Key Responsibilities:
Data Engineering & Architecture:
- Design, develop, and maintain high-performance data pipelines for structured and unstructured data using Azure Data Bricks and Apache Spark.
- Build and manage scalable data ingestion frameworks for batch and real-time data processing.
- Implement and optimize data lake architecture in Azure Data Lake to support analytics and reporting workloads.
- Develop and optimize data models and queries in Azure Synapse Analytics to power BI and analytics use cases.
Cloud-Based Data Solutions:
- Architect and implement modern data lakehouses combining the best of data lakes and data warehouses.
- Leverage Azure services like Data Factory, Event Hub, and Blob Storage for end-to-end data workflows.

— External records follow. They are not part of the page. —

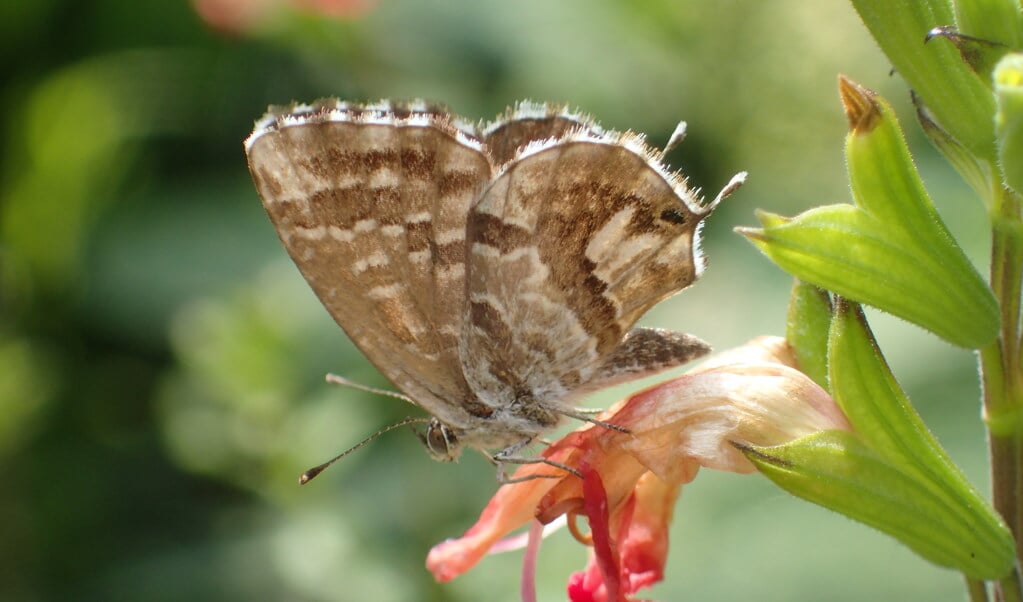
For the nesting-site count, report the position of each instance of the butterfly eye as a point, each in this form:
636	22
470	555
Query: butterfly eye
440	441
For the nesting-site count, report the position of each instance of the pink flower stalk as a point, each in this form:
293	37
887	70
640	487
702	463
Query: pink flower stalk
750	395
241	15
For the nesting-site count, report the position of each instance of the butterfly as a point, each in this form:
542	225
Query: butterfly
492	272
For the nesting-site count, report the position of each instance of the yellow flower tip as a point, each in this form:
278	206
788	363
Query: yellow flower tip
860	108
762	457
751	233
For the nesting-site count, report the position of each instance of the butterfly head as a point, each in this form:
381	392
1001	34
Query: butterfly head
441	441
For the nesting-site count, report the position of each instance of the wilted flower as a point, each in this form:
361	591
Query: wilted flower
751	395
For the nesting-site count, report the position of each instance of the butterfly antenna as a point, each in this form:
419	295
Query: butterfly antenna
676	137
339	380
737	180
312	472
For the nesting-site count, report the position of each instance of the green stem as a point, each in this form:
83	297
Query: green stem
977	591
999	363
1010	587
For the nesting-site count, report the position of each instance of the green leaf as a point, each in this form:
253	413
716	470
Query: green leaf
836	470
808	325
961	100
1008	78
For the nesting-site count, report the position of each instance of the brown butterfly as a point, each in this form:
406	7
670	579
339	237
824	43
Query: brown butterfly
492	272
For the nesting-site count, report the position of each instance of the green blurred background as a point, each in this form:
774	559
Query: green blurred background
162	360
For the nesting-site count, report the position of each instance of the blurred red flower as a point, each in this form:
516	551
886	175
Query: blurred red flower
750	395
241	15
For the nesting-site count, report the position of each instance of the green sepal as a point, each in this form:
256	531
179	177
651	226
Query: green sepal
974	172
1008	78
836	470
807	328
891	251
979	53
961	100
842	249
879	411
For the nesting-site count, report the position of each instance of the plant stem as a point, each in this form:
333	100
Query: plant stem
977	591
1002	375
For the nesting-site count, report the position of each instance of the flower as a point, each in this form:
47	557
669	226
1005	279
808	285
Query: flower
241	15
749	396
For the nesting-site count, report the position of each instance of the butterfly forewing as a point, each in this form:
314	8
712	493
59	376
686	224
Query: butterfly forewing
493	274
568	248
373	213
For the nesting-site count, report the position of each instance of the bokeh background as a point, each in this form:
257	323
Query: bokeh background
162	361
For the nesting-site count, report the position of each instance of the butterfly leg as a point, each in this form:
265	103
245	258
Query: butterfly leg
509	456
584	414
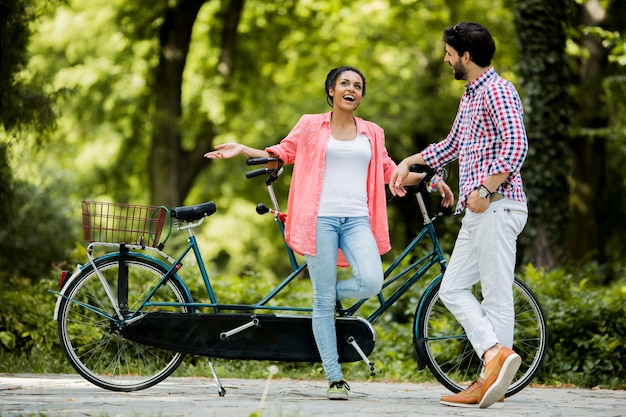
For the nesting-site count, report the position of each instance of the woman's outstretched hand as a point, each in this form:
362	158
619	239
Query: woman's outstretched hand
225	151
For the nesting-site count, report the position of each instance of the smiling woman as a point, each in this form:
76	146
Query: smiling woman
337	204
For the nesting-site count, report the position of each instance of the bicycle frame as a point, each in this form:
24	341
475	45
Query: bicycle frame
415	271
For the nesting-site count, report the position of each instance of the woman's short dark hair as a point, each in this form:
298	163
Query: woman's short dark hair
331	80
473	38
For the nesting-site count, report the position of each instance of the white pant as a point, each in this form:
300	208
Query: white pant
485	251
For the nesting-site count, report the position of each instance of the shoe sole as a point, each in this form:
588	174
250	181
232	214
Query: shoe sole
497	404
501	384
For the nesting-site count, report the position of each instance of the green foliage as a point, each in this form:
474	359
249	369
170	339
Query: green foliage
28	334
22	103
541	34
39	232
586	327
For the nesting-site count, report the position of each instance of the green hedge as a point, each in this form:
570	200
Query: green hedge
587	328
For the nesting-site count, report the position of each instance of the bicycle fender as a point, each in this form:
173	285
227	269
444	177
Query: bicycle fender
418	340
81	268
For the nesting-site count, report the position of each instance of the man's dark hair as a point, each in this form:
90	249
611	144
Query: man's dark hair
331	80
473	38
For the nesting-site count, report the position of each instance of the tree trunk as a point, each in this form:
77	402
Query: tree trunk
589	145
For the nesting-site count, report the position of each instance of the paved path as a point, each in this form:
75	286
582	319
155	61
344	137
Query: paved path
70	395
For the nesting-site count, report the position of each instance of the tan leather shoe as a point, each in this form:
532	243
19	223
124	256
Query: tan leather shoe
467	398
499	373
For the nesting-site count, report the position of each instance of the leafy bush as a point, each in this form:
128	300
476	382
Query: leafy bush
36	234
28	333
586	326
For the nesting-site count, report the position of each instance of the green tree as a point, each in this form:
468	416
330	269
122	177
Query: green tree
543	68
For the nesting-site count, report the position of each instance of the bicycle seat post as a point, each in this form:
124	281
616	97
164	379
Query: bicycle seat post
270	190
422	205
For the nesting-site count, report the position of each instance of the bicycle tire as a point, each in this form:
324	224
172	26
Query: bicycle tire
449	354
89	339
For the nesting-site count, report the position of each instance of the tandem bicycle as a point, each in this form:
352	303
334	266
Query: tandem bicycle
127	319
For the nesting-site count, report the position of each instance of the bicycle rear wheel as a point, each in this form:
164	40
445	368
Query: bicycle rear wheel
441	342
89	331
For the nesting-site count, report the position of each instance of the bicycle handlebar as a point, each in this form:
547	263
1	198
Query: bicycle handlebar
272	173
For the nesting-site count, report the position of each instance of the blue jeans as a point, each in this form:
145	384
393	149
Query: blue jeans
353	235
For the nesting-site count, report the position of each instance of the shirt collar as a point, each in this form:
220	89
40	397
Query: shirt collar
471	89
359	122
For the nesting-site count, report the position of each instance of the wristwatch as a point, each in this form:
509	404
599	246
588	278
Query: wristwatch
483	192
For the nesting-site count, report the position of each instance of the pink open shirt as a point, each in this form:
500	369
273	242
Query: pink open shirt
305	147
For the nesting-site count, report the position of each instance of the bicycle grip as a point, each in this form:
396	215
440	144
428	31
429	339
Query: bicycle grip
424	169
260	160
193	213
256	173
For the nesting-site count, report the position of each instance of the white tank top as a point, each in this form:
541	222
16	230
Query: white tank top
344	190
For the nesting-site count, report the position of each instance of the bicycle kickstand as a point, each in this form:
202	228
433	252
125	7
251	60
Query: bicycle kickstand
220	388
356	346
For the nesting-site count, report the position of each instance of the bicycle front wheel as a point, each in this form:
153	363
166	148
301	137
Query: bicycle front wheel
89	331
441	342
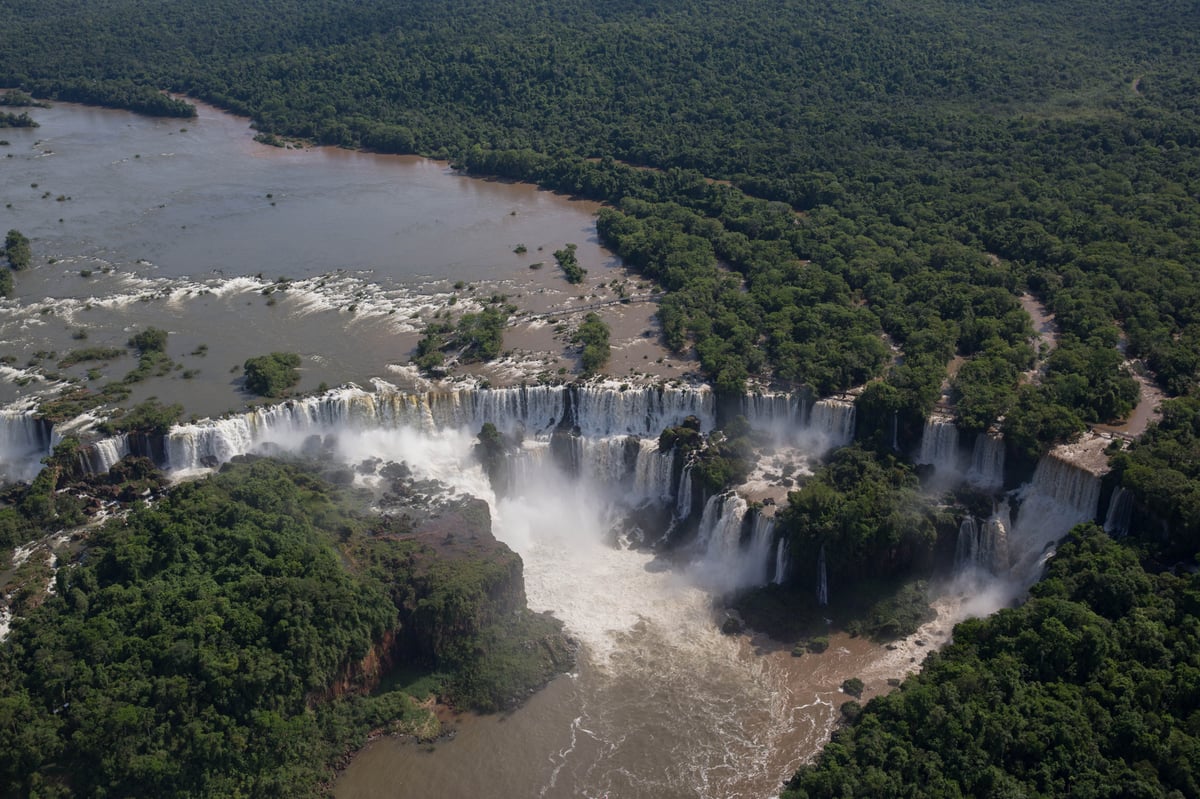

- Ensure security, compliance, and governance of data through Azure Role-Based Access Control (RBAC) and Data Lake ACLs.
ETL/ELT Development:
- Develop robust ETL/ELT pipelines using Azure Data Factory, Data Bricks notebooks, and PySpark.
- Perform data transformations, cleansing, and validation to prepare datasets for analysis.
- Manage and monitor job orchestration, ensuring pipelines run efficiently and reliably.
Performance Optimization:
- Optimize Spark jobs and SQL queries for large-scale data processing.
- Implement partitioning, caching, and indexing strategies to improve performance and scalability of big data workloads.
- Conduct capacity planning and recommend infrastructure optimizations for cost-effectiveness.
Collaboration & Stakeholder Management:
- Work closely with business analysts, data scientists, and product teams to understand data requirements and deliver solutions.
- Participate in cross-functional design sessions to translate business needs into technical specifications.
- Provide thought leadership on best practices in data engineering and cloud computing.
Documentation & Knowledge Sharing:
- Create detailed documentation for data workflows, pipelines, and architectural decisions.
- Mentor junior team members and promote a culture of learning and innovation.
Required Qualifications:
Experience:
- 7+ years of experience in data engineering, big data, or cloud-based data solutions.
- Proven expertise with Azure Data Bricks, Azure Data Lake, and Azure Synapse Analytics.
Technical Skills:
- Strong hands-on experience with Apache Spark and distributed data processing frameworks.
- Advanced proficiency in Python and SQL for data manipulation and pipeline development.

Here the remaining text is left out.